8. Many are satisfied with no preaching but such as fans into existence certain happy emotions. These are a kind of religious epicures. Whenever we preach so as to lay bare the roots of selfishness and detect its secret workings, they are not fed. They say this is not the gospel, let us have the gospel. But what do they mean by the gospel? Why simply that class of truths that create and fan into a flame their emotions. And those who most need to be searched are often most unwilling to endure the probe. They make their religion to consist in emotions, and if these are taken away what have they left? Hence they cling to them with a death grasp. Now let me say that these emotions have not one particle of religion in them, and those who want simply that class of truths which fan them into existence are mere religious epicures, and their view of the gospel is sheer antinomianism. If the world were full of such religion it would be none the better for it.
 
9. Religion is the cause of happiness but is not identical with it. Happiness is a state of the sensibility and of course involuntary, while religion is benevolence and therefore powerful action.
 
10. Men may work without benevolence, but they cannot be benevolent without works. Many persons wake up occasionally, and bluster about, get up protracted meetings, and make mighty efforts to work themselves into a right state of feeling by dint of mere friction.
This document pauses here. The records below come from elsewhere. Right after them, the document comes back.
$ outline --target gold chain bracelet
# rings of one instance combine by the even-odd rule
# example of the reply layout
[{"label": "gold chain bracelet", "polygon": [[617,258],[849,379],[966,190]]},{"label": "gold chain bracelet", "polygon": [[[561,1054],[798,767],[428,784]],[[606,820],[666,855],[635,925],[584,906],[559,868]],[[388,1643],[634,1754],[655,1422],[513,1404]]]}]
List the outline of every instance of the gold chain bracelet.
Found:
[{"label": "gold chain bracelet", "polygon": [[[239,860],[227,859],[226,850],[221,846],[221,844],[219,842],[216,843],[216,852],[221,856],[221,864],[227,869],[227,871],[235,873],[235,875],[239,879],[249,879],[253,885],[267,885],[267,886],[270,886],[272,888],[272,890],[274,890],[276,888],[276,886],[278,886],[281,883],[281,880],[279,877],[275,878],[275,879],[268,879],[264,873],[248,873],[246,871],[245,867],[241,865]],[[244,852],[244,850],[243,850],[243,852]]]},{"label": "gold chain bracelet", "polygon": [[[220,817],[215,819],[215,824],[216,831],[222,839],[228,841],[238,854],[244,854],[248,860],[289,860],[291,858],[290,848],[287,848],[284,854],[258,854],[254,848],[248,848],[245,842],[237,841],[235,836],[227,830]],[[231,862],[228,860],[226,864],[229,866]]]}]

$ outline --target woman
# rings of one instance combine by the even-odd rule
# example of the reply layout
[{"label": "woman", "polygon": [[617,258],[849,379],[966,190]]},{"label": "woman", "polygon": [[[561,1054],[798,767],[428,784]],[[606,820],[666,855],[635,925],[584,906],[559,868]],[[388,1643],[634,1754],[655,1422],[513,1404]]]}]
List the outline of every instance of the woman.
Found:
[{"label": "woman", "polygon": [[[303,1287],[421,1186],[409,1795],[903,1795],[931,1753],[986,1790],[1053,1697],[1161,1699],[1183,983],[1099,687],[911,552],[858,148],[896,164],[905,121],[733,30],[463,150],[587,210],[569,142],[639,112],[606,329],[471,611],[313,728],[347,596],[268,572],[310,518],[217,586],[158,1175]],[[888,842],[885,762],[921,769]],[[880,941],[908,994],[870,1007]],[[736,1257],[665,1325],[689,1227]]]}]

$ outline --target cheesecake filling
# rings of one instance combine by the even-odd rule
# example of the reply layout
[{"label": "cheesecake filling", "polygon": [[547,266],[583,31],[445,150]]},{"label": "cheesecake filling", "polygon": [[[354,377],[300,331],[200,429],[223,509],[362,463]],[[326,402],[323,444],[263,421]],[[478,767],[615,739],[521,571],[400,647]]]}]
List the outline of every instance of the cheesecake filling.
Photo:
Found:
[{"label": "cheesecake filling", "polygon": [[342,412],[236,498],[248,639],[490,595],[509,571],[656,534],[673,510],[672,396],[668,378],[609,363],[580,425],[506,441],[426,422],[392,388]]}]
But they never get a right spirit thus, and their working is mere legality. I do not mean to condemn protracted meetings,nor special efforts to promote religion, but I do condemn a legal engaging in these things. But while persons may work without benevolence, it is also certain that if they are benevolent they will work. It is impossible that benevolence should be inactive.
 
11. If all virtue consists in the ultimate intention, then it must be that we can be conscious of our spiritual state. We certainly can tell what we are aiming at. If consciousness does not reveal this it cannot reveal any thing about our character. If character consists in ultimate intention, and if we cannot be conscious what this intention is, it follows necessarily that we can know nothing whatever about our own character.
 
12. We can see what we are to inquire after in our hours of self-examination. Our inquiry should not be how we feel, but for what end we live--what is the aim of our life.
 
13. How vain is religion without love. Those who have such a religion are continually lashed up by conscience to the performance of duty. Conscience stands like a task-master, scourge in hand, points to the duty, and says it must not be omitted. The heart shrinks back from its performance, but still it must be done or worse evil endured. The hesitating soul drags itself up by resolution, to fulfill the letter of the requirement, while there is no acquiescence in its spirit, and thus a miserable slavery is substituted for the cheerful obedience of the heart.
 
14. I must close by saying that benevolence naturally fills the mind with peace and joy. Mind was made to be benevolent, and whenever it is so it is in harmony with itself, with God and the Universe. It wills just as God wills, and therefore it naturally and cheerfully acts out His will. This is its choice. It is like some heavenly instrument whose chords are touched by some angelic hand which makes music for the ear of God. But on the contrary, a selfish man is necessarily, from the very nature of mind, a wretched man. His reason and conscience continually affirm his obligations to God and his universe, to the world and the Church. But he never wills in accordance with it, and thus a continual warfare is kept up within. His mind is like an instrument untuned and harsh. Instead of harmony, it renders only discord, and makes music only fit to mingle with the wailings of the damned.